Republican Kentucky Senator Rand Paul on Friday hinted that he may jump into the race to become the next Senate GOP leader, and Elon Musk was quick to support the idea. Republicans must find a successor for periodically malfunctioning Mitch McConnell, who recently announced he'll step down in November, though intending to keep his Senate seat until his term ends in January 2027, when he'd be within weeks of turning 86. 

So far, the announced field consists of two quintessential establishment types: John Cornyn of Texas and John Thune of South Dakota. While John Barrasso's name had been thrown around as one of "The Three Johns" considered top contenders, the Wyoming senator on Tuesday said he'll instead seek the number two slot as party whip. 

Paul used X to tease his potential bid for the position which -- if the GOP takes back the upper chamber in November -- could graduate from Minority Leader to Majority Leader. He started by telling his 5.1 million followers he'd had lots of people asking him about his interest in running...

...then followed up with a poll in which he predictably annihilated Cornyn and Thune, taking a 96% share as of Friday night, with the other two below 2% each. 

Elon Musk was quick to back the idea of Paul as GOP leader, while daring Cornyn and Thune to follow Paul's lead by throwing their names out for consideration by the Twitter-verse X-verse. 

Paul has been a stalwart opponent of security-state mass surveillance, foreign interventionism -- to include shoveling billions of dollars into the proxy war in Ukraine -- and out-of-control spending in general. He demonstrated the latter passion on the Senate floor this week as he ridiculed the latest kick-the-can spending package:   

In February, Paul used Senate rules to force his colleagues into a grueling Super Bowl weekend of votes, as he worked to derail a $95 billion foreign aid bill. "I think we should stay here as long as it takes,” said Paul. “If it takes a week or a month, I’ll force them to stay here to discuss why they think the border of Ukraine is more important than the US border.”
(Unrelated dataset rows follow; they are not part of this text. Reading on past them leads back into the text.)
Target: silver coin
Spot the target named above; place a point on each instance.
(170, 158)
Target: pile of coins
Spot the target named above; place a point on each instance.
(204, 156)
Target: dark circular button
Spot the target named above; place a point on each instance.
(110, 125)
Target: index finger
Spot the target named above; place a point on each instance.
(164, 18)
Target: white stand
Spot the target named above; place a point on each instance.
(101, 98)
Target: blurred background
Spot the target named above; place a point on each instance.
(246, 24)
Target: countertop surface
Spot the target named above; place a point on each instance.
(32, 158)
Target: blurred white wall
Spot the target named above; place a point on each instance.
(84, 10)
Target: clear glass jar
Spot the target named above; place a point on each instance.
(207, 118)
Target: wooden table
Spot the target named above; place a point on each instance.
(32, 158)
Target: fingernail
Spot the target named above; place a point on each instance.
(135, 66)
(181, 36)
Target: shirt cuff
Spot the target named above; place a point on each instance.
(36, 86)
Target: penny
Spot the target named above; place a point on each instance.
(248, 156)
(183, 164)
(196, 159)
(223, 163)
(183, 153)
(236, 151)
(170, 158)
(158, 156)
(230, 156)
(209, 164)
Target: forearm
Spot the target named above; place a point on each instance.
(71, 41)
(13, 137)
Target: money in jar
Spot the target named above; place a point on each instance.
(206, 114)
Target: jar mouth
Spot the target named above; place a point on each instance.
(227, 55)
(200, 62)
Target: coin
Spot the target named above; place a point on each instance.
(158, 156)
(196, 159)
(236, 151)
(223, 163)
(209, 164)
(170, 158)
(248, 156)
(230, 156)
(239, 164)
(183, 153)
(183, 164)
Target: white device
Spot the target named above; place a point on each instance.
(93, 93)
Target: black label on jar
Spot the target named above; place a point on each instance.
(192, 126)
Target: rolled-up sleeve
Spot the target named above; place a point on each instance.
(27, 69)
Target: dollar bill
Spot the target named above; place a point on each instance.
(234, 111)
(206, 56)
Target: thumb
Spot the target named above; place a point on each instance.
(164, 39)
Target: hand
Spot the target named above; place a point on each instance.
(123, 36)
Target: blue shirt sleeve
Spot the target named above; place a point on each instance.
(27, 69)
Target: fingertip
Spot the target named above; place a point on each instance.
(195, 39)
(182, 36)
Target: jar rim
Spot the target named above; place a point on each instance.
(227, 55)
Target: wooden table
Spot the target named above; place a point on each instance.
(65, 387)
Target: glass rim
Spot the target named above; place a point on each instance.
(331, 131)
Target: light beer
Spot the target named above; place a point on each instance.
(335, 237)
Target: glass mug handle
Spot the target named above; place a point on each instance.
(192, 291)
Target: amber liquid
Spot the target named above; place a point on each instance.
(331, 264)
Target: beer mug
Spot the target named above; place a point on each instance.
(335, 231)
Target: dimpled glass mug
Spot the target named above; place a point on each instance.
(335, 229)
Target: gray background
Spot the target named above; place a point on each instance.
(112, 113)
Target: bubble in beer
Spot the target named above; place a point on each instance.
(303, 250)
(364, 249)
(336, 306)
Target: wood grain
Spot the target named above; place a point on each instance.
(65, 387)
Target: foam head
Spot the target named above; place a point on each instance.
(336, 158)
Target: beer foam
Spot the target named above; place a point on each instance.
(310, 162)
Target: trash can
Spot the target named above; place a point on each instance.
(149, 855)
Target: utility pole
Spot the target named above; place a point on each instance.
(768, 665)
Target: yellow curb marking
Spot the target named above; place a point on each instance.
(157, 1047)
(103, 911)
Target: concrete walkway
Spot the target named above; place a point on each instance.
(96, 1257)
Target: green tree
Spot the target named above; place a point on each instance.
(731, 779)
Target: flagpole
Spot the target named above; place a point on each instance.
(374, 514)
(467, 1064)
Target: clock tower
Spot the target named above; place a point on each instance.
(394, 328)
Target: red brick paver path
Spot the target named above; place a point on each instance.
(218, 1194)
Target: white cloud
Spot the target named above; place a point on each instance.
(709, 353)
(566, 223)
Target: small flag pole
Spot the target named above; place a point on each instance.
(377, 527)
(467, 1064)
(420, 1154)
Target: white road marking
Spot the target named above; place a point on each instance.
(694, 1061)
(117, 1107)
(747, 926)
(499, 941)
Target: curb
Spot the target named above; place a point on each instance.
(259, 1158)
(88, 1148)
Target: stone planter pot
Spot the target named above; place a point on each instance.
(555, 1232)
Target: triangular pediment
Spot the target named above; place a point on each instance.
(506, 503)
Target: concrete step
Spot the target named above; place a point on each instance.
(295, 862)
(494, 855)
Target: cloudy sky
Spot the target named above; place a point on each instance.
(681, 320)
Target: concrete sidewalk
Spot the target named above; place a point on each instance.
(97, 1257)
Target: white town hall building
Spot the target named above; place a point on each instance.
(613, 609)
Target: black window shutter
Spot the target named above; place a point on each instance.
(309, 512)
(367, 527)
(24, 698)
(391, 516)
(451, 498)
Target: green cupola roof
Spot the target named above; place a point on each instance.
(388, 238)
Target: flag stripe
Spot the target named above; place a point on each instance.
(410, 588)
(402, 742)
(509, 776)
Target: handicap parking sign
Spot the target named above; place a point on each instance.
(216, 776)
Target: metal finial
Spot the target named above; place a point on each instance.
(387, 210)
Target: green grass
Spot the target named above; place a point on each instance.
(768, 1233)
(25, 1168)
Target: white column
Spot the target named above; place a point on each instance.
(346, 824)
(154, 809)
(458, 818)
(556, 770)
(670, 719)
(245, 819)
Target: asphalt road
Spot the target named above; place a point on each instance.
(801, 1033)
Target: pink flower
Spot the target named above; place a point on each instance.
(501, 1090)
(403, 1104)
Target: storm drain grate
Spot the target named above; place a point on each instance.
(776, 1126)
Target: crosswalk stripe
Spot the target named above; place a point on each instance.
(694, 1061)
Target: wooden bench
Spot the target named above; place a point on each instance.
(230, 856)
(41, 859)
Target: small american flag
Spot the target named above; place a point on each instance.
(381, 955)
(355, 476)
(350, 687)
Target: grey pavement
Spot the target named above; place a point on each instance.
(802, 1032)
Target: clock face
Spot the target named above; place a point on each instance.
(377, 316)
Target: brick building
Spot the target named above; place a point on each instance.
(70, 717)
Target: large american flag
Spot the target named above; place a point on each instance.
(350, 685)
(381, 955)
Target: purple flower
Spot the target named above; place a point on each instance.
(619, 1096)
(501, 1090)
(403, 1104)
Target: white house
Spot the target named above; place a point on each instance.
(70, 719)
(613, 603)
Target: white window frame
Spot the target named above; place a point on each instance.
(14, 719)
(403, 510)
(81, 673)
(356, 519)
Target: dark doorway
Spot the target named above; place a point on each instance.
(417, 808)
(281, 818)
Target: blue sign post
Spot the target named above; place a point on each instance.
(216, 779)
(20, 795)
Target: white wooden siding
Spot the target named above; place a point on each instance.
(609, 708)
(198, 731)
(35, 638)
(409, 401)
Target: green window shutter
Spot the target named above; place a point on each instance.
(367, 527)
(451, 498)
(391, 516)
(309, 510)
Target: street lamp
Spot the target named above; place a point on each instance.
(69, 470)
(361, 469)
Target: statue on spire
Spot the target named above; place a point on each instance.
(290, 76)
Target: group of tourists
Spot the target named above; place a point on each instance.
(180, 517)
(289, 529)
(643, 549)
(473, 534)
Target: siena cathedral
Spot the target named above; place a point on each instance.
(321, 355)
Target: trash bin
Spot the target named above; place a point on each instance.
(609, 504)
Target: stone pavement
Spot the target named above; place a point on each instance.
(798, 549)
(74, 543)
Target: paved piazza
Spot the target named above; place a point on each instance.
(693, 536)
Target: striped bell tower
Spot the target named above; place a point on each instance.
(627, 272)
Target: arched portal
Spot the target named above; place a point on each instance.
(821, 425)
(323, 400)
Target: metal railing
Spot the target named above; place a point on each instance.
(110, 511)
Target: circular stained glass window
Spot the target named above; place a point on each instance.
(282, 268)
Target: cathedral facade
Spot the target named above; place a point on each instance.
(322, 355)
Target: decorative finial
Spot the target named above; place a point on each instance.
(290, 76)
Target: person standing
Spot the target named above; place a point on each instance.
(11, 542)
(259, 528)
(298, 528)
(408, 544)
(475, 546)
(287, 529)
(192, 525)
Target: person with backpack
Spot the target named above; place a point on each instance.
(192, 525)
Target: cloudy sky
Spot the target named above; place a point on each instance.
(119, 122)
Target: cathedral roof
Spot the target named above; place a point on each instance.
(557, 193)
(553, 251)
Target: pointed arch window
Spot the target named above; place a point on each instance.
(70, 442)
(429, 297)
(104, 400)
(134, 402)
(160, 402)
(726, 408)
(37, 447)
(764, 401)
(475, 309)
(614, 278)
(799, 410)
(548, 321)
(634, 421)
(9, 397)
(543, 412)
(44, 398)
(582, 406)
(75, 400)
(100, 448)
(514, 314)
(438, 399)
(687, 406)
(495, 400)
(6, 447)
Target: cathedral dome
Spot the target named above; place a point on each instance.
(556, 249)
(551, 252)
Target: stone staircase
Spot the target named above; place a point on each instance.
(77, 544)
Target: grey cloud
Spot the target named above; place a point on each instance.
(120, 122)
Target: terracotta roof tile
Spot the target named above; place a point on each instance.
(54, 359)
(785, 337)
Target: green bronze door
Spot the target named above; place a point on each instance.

Don't expect a Majority Leader Paul to ditch the filibuster -- he's been a hardy user of the legislative delay tactic. In 2013, he spoke for 13 hours to fight the nomination of John Brennan as CIA director. In 2015, he orated for 10-and-a-half-hours to oppose extension of the Patriot Act

Rand Paul amid his 10 1/2 hour filibuster in 2015

Among the general public, Paul is probably best known as Capitol Hill's chief tormentor of Dr. Anthony Fauci, who was director of the National Institute of Allergy and Infectious Disease during the Covid-19 pandemic. Paul says the evidence indicates the virus emerged from China's Wuhan Institute of Virology. He's accused Fauci and other members of the US government public health apparatus of evading questions about their funding of the Chinese lab's "gain of function" research, which takes natural viruses and morphs them into something more dangerous. Paul has pointedly said that Fauci committed perjury in congressional hearings and that he belongs in jail "without question."   

Musk is neither the only nor the first noteworthy figure to back Paul for party leader. Just hours after McConnell announced his upcoming step-down from leadership, independent 2024 presidential candidate Robert F. Kennedy, Jr voiced his support: 

In a testament to the extent to which the establishment recoils at the libertarian-minded Paul, mainstream media outlets -- which have been quick to report on other developments in the majority leader race -- pretended not to notice that Paul had signaled his interest in the job. More than 24 hours after Paul's test-the-waters tweet-fest began, not a single major outlet had brought it to the attention of their audience. 

That may be his strongest endorsement yet.